James Webb unravels the mystery of a nebula around a dying star

James Webb unravels the mystery of a nebula around a dying web

MISE À DAY

This is one of the first discoveries from the James Webb Space Telescope: two previously hidden stars have emerged from the Southern Ring Nebula that surrounds a star at the end of its life, thanks to observations of unparalleled precision.

This strange nebula located in the Milky Way, about 2000 light years from the solar system, is a gigantic cloud of gas and dust produced by a star which, as it dies, expels some of its material – a lot of gas and a little of dust.

In the center, there remains the heart of this star, called a white dwarf: a very hot and very small star, difficult to see directly, but whose presence can be guessed thanks to the orange rings all around, traces of the matter it ejected . In a few billion years, our Sun should experience roughly the same fate, as the vast majority of stars.

Except that unlike the Sun, which will die alone, the white dwarf in the heart of the Southern Ring nebula is accompanied. We knew so far a “companion” star, easier to observe than the white dwarf, because it is still in the prime of life. It is this companion star that appears brightest in the center of the dusty disk, in the photos taken by the James Webb telescope, which has been operating since this summer 1.5 million kilometers from Earth. 

< p> But this duo operation, fairly classic in the Milky Way, did not explain the “atypical” structure of the nebula, explains to AFP Philippe Amram, from the Marseille astrophysics laboratory, one of the authors of the study published Thursday in Nature Astronomy and which dissects the recent observations of the telescope.

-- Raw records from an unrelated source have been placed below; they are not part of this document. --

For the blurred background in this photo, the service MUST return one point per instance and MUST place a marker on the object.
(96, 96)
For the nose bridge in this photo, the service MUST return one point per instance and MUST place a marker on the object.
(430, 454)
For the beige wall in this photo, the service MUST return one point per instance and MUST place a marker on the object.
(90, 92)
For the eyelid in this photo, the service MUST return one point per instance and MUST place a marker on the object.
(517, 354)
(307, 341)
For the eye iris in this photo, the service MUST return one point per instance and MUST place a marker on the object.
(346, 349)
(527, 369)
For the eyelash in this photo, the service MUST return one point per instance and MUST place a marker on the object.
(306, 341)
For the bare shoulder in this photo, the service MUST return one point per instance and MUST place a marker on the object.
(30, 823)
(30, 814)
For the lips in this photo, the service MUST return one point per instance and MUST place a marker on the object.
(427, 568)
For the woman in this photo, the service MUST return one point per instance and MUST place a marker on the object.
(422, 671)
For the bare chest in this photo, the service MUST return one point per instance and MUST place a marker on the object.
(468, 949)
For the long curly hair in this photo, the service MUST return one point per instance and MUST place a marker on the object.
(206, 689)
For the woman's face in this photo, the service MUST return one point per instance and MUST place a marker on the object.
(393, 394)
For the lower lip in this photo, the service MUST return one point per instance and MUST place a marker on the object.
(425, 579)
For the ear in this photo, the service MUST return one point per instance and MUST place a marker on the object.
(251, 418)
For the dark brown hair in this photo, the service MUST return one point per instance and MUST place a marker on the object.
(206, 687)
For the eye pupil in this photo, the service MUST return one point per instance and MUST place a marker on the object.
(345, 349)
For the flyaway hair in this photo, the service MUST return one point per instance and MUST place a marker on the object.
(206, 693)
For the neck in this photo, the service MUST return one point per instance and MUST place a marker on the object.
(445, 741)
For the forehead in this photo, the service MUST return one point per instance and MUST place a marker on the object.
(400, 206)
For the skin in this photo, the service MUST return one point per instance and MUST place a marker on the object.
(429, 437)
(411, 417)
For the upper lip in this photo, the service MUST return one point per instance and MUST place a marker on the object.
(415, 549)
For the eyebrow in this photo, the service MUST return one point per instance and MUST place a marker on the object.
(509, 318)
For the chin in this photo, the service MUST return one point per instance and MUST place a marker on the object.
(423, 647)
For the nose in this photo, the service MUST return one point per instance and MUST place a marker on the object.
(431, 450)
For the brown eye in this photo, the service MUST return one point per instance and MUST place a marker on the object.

“Since its discovery by astronomer John Herschel (in 1835, editor's note), we wonder why the Austral Ring nebula has such a bizarre shape, not really spherical”, rather elongated, continues this CNRS researcher.

The James Webb observations clear up the mystery: thanks to their vision in the infrared, a wavelength invisible to the human eye, the telescope's instruments have unearthed proof of the presence of minus two other stars within the nebula.

These discovered stars lie at the center of the nebula, which extends over a diameter equivalent to 1500 times the distance from the Sun to Pluto. They are farther from the white dwarf than the companion star, but overall the four stars are close enough to each other to interact. between this group of stars which “will shape in their wake” the structure of the nebula, according to the astrophysicist. Which would finally explain its unique appearance.